Staff had problems getting a resuscitation trolley to patients at a major emergency department because of overcrowding, a regulator has revealed.
Trolleys at the Royal Victoria Hospital were packed close together and the area was crowded with patients on chairs as well as relatives, it was found.
The former Chief Medical Officer of England, Sir Liam Donaldson, is to advise Northern Ireland's Health Minister on improvements to the service after the serious concerns were highlighted.
A regulator's report said: "Limited access space for staff, lack of cubicles and high footfall has resulted in patients being nursed on trolleys and chairs throughout the emergency department.
"Patients are placed beside the central work station and ambulance triage, in front of the resuscitation area, in the side corridor at X-ray, and in the back corridor along the short stay unit."

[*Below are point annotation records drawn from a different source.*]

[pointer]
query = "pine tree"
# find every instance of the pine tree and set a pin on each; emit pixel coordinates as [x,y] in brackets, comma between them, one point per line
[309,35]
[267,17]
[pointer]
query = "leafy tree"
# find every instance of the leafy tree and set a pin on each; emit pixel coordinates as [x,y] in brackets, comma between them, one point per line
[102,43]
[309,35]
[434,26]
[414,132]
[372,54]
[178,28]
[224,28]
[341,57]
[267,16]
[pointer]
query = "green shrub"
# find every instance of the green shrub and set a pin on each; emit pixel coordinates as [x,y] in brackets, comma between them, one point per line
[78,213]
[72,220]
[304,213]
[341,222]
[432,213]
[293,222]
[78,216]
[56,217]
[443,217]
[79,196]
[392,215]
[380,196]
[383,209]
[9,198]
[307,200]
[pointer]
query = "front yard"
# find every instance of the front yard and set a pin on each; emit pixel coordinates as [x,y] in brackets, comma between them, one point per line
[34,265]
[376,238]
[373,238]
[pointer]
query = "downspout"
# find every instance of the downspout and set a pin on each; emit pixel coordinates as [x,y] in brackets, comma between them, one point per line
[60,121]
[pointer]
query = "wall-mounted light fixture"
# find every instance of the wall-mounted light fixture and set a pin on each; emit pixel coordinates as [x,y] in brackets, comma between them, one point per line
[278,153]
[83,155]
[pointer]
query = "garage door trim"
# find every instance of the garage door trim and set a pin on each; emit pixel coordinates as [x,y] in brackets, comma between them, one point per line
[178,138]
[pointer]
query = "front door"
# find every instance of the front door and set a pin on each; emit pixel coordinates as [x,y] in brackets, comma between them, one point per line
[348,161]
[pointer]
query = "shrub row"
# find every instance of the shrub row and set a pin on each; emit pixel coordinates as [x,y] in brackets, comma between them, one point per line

Following a Major Incident at the Royal A&E earlier this year Health Minister Edwin Poots asked the Regulation and Quality Improvement Authority (RQIA) to carry out an urgent inspection of the emergency department and acute medical unit at the Royal.
The inspectors found that "the effective operation of critical departments, in particular the emergency department, was being put at risk by the need to care for patients, who should have been transferred to other more appropriate environments and care teams.
"Staff in affected departments were working hard to maintain patient safety," it added, "but were finding this stressful and difficult to maintain for a prolonged period."
Mr Poots said he wanted to take action to correct what went wrong and announced the appointment of Sir Liam to advise him on improvements across the health service.